Neste momento estão a passar o armazém a pente fino à procura de alguma pista que incrimine o Lim. E também estão à procura do Gazela, pois até agora ainda ninguém teve notícias dele.
_Que cena, man.
_Podes crer pá. Parece que o plano era algo de fabuloso, a pê jota disse que nunca tinha visto nada assim, pá.
_Espectacular man. Olha, o Lim está cá?
_Ainda não o vi, pá.
_Vou ver se ele está lá dentro. Até já.
_Até já.
Fui para a sala ao lado e o Lim não estava. Foi quando reparei que a porta do quarto estava fechada. Bati à porta e como não havia resposta, entrei. Merda. O Lim não estava aqui também. Tinha que lhe ligar.
_Tou! Lim!
_Tou!
_Onde estás, man? Tenho uma cena para te contar, man.

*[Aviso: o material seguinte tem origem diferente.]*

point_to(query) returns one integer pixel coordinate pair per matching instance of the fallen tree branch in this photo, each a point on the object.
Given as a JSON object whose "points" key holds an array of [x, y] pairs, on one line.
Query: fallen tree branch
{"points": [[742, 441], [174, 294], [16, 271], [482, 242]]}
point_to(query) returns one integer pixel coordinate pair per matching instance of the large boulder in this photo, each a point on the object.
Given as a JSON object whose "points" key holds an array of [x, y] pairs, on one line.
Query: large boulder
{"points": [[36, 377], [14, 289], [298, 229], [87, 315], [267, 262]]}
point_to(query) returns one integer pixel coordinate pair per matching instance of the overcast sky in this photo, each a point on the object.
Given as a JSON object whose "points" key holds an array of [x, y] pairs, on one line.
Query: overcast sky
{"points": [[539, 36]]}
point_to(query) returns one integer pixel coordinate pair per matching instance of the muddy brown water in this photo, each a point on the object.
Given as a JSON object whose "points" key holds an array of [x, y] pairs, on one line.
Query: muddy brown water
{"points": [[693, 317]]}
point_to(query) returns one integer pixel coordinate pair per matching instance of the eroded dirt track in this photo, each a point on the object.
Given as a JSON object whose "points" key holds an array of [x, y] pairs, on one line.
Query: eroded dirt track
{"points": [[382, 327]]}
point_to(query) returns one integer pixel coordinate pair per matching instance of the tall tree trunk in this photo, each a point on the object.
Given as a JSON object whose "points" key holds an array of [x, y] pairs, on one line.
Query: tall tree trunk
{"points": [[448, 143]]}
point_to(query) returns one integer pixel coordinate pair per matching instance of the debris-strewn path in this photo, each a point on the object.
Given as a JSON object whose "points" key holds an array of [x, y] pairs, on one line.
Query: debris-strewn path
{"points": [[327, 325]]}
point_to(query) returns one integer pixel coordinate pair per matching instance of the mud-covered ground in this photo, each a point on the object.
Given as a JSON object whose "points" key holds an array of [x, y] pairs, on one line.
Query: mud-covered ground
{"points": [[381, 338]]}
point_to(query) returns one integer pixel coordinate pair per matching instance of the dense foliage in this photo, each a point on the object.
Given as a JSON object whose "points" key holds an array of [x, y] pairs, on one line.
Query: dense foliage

_Não posso. Agora não. Mal possa eu ligo-te.
_Olha que é ...
Desligou-me na cara. Era primeira vez que o Lim me desligava o telefona na cara. Devia se estar a passar alguma coisa. O quê? A judite? E agora? Só posso esperar que ele me ligue. Vou para o meu apartamento. Iá. Bebo um copo, enrolo um e relaxo até ao Lim me ligar.